The next day, all were back to work at the ICRC delegation, but many faces showed exhaustion. Everyone was affected by the stories of grief coming from newly hit areas. More deaths, more injuries, more houses crumbling like a pack of cards. What could we answer to anxious survivors who asked “what next”, when not even geologists could predict when the aftershocks would be over?

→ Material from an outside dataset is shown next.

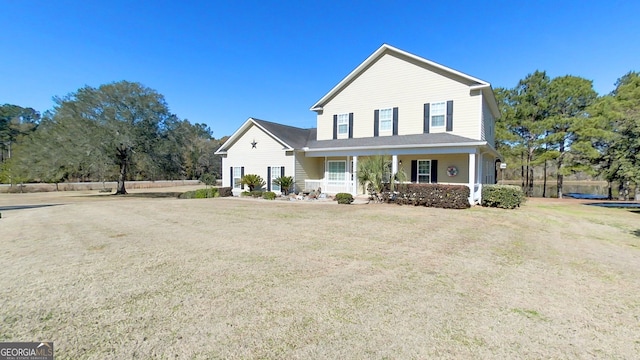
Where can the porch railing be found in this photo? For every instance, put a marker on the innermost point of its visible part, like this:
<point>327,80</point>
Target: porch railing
<point>330,187</point>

Yet as I was poring over reports from the field and listening to colleagues, hope started creeping back. Nepal Red Cross Society (NRCS) teams were providing first aid services to the injured and continuing relief distributions. One hospital, in Dhulikhel, with which we had developed a partnership on the Emergency Room Trauma Course, was operating on patients airlifted from remote areas. Our Nepali psycho-social professionals and community based psychosocial workers, together with their NRCS colleagues, continued helping survivors cope with their uncertainty, fear and sadness. Others were striving to restore links between separated family members. The two physical rehabilitation facilities we have supported for years, in Kathmandu and Pokhara, were already treating patients from the earthquake.

Helping hands were at work everywhere.

Continuity. This was it, I thought. The ICRC has been in Nepal since 1998, responding to the needs arising from the internal conflict between the Maoists and the Government. For the last 16 years, we have contributed to strengthen the emergency preparedness capacity of the NRCS and of state institutions, give hope to separated families through Red Cross messages, provide comprehensive psycho-social support to family members of those missing in the conflict, train forensic specialists to identify dead bodies. Now, this longstanding collaboration was being put to work for the earthquake victims.

I deeply hope continuity will prevail. The famed Nepali resilience does not need be put to the test yet again.

Dragana Kojic is head of the International Committee of the Red Cross Nepal delegation.